Einer der Profiteure des Zoll-Aufschubs ist Ford. Im Bild: Ford Explorer (Test)
(Bild: Pillau)
- dpa
Im Zollstreit mit den Nachbarn Mexiko und Kanada gewährt die US-Regierung einen einmonatigen Aufschub für US-Autohersteller. Trump habe mit den drei großen Autoherstellern gesprochen, sagte seine Sprecherin Karoline Leavitt. Mutmaßlich meinte sie General Motors, Ford und Stellantis. "Wir werden eine einmonatige Ausnahmeregelung für alle Autos gewähren, die über das USMCA kommen", sagte sie.
Aussicht ungewiss
Bei dem USMCA handelt es sich um das Nordamerika-Freihandelsabkommen, das die USA, Mexiko und Kanada während Trumps erster Amtszeit unterzeichnet haben. "Auf Wunsch der mit dem USMCA verbundenen Unternehmen gewährt der Präsident ihnen eine einmonatige Ausnahme, damit sie keinen wirtschaftlichen Nachteil erleiden", so Leavitt.

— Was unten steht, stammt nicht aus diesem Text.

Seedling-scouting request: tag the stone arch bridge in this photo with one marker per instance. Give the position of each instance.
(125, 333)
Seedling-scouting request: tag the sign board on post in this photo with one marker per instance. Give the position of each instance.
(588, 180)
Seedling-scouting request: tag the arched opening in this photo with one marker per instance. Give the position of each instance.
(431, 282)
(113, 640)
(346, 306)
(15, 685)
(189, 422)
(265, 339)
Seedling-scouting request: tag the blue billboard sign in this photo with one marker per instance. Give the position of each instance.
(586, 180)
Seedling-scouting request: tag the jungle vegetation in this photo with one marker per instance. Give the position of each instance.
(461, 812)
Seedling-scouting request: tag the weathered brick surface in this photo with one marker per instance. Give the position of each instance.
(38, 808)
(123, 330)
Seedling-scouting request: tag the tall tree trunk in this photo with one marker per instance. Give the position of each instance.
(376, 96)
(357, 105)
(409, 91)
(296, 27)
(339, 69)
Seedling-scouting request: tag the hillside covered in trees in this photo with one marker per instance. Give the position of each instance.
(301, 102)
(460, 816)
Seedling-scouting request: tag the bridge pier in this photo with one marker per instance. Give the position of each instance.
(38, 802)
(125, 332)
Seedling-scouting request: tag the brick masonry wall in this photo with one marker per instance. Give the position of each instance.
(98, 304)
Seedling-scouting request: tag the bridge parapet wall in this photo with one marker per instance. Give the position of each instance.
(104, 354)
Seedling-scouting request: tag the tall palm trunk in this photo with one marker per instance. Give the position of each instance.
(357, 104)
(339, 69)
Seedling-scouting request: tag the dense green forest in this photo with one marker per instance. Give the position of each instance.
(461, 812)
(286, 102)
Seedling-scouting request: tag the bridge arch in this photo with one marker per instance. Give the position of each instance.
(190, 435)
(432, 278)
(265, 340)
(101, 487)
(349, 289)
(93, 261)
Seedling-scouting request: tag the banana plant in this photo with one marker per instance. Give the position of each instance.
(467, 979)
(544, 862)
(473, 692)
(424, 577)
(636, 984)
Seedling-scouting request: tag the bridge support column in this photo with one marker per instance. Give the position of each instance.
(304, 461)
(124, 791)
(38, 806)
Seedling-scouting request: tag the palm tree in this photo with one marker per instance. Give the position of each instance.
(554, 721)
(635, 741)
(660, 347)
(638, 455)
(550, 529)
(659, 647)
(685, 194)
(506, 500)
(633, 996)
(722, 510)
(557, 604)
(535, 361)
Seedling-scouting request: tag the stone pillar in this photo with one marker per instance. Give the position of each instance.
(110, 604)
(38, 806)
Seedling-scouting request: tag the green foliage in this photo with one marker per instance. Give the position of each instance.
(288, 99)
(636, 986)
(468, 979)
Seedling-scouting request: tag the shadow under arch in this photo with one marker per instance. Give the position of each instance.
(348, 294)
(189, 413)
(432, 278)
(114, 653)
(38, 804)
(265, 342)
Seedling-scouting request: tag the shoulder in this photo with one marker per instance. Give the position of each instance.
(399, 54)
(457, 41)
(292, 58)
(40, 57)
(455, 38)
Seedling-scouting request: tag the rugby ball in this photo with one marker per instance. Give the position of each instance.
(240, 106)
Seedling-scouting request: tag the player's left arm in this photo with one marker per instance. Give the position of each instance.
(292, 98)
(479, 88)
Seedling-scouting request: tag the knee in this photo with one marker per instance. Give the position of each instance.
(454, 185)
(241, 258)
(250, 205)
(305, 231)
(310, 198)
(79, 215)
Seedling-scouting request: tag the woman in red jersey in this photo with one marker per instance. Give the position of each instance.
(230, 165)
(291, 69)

Wie es nach diesem einmonatigen Aufschub für die Autoindustrie in dieser Frage weitergehen soll, wurde nicht mitgeteilt. In der Nacht auf den 4. März waren von Trump angekündigte Zölle für Waren aus Mexiko und Kanada in Kraft getreten. Nun gelten Strafabgaben in Höhe von 25 Prozent auf Waren aus Kanada und Mexiko, die in die USA importiert werden. Volkswagen hatte daraufhin angekündigt, mit einem Notfallplan reagieren zu wollen. Gleichzeitig bat der Konzern die Regierung, die Entscheidungen in der Zoll-Frage nochmals zu überdenken.